Abstract

The stochastic knapsack problem is the stochastic variant of the classical knapsack problem in which the algorithm designer is given a a knapsack with a given capacity and a collection of items where each item is associated with a profit and a probability distribution on its size. The goal is to select a subset of items with maximum profit and violate the capacity constraint with probability at most p (referred to as the overflow probability). While several approximation algorithms [27, 22, 4, 17, 30] have been developed for this problem, most of these algorithms relax the capacity constraint of the knapsack. In this paper, we design efficient approximation schemes for this problem without relaxing the capacity constraint. (i) Our first result is in the case when item sizes are Bernoulli random variables. In this case, we design a (nearly) fully polynomial time approximation scheme (FPTAS) which only relaxes the overflow probability. (ii) Our second result generalizes the first result to the case when all the item sizes are supported on a (common) set of constant size. In this case, we obtain a quasi-FPTAS. (iii) Our third result is in the case when item sizes are so-called random variables i.e., random variables whose second and fourth moments are within constant factors of each other. In other words, the kurtosis of the random variable is upper bounded by a constant. This class has been widely studied in probability theory and most natural random variables are hypercontractive including well-known families such as Poisson, Gaussian, exponential and Laplace distributions. In this case, we design a polynomial time approximation scheme which relaxes both the overflow probability and maximum profit.
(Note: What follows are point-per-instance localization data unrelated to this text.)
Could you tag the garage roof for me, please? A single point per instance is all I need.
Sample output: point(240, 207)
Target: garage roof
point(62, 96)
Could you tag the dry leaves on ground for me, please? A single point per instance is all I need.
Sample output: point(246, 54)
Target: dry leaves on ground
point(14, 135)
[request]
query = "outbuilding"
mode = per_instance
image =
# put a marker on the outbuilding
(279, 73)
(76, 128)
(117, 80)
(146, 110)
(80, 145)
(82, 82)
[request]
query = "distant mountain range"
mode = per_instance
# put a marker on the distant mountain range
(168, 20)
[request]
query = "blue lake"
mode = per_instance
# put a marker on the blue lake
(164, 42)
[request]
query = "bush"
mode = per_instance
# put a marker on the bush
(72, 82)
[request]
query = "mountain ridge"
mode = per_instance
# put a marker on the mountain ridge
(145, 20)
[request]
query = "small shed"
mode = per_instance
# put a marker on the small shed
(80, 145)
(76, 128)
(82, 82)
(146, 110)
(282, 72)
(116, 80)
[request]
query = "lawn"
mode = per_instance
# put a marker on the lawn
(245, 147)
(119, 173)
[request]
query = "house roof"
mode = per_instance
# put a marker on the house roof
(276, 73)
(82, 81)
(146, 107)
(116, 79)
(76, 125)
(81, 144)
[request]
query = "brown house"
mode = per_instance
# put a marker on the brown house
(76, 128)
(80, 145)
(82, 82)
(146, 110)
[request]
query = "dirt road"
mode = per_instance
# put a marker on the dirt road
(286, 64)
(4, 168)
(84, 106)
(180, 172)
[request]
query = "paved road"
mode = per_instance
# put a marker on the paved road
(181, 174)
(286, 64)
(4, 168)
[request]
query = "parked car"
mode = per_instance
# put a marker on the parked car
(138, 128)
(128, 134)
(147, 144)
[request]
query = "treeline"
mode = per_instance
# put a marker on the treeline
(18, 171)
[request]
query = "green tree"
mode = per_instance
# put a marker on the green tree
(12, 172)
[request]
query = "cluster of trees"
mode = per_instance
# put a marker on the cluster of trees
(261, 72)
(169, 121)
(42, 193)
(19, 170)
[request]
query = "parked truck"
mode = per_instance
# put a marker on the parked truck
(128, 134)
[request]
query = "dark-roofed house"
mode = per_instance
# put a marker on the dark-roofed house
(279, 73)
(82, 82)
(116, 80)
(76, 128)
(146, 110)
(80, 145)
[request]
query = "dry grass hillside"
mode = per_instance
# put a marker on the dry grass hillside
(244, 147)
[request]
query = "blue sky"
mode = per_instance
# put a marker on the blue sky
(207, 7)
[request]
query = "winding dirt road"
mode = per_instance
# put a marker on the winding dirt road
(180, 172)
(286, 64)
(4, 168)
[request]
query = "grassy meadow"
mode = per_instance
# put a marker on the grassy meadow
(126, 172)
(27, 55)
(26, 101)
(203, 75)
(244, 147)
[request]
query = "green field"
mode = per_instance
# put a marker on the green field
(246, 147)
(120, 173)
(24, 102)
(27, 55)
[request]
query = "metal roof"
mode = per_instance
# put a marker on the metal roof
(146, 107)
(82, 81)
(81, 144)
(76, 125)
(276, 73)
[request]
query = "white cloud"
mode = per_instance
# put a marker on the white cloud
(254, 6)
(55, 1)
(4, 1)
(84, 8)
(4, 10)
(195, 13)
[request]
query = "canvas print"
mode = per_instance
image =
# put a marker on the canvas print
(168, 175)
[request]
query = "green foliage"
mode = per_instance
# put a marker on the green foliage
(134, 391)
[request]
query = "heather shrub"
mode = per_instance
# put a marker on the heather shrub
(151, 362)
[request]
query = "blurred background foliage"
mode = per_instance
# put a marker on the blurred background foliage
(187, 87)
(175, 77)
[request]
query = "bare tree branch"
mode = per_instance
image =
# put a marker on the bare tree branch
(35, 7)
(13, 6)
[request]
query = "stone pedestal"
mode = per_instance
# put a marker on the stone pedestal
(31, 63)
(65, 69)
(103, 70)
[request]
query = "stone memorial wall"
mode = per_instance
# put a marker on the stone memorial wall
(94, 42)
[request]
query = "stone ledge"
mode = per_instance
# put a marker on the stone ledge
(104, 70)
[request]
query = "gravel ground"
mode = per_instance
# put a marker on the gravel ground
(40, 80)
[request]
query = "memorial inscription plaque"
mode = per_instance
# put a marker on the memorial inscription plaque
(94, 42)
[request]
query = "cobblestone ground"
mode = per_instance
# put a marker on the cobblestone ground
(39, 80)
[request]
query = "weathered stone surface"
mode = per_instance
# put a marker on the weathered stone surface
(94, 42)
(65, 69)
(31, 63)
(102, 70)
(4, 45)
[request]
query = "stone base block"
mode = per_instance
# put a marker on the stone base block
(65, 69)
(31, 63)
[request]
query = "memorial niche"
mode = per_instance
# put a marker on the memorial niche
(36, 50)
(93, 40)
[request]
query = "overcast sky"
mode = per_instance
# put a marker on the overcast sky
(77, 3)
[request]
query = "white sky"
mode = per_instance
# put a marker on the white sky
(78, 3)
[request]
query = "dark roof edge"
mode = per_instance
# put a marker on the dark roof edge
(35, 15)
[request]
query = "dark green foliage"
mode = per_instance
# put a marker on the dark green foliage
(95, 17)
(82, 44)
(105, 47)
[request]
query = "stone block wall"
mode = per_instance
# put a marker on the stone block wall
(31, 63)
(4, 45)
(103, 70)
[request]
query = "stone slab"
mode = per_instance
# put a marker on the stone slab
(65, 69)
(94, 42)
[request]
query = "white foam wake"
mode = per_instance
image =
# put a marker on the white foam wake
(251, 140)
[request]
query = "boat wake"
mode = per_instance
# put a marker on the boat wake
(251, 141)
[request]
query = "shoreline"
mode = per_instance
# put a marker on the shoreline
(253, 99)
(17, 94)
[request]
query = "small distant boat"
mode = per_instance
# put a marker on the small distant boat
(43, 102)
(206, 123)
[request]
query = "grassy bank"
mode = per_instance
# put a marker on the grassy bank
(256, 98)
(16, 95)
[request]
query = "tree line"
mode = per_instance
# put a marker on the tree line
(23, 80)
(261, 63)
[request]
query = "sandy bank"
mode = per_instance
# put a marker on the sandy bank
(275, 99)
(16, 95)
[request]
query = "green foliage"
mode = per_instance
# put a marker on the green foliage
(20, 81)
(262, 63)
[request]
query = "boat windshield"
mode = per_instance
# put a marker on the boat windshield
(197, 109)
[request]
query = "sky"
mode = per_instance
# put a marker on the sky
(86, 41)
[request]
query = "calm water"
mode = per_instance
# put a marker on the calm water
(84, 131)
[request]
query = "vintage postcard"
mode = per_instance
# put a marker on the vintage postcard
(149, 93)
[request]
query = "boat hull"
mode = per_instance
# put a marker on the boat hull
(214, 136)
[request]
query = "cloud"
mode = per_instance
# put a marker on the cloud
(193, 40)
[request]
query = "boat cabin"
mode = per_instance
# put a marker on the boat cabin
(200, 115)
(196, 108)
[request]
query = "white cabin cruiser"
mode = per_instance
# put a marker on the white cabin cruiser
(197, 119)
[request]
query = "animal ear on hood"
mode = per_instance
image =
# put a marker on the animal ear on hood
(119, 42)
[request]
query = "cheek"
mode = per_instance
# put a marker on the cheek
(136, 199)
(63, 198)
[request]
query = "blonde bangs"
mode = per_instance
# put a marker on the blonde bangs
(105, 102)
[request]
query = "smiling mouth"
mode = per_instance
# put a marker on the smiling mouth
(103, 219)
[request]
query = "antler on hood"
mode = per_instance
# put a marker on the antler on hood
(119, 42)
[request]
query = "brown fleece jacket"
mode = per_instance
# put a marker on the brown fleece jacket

Crucially, all of our algorithms meet the capacity constraint exactly, a result which was previously known only when the item sizes were Poisson or Gaussian random variables [22, 24]. Our results rely on new connections between Boolean function analysis and stochastic optimization and are obtained by an adaption and extension of ideas such as (central) limit theorems, moment matching theorems and the inuential critical index machinery of Servedio [43] developed in the context of complexity theoretic analysis of halfspaces. We believe that these ideas and techniques may prove to be useful in other stochastic optimization problems as well.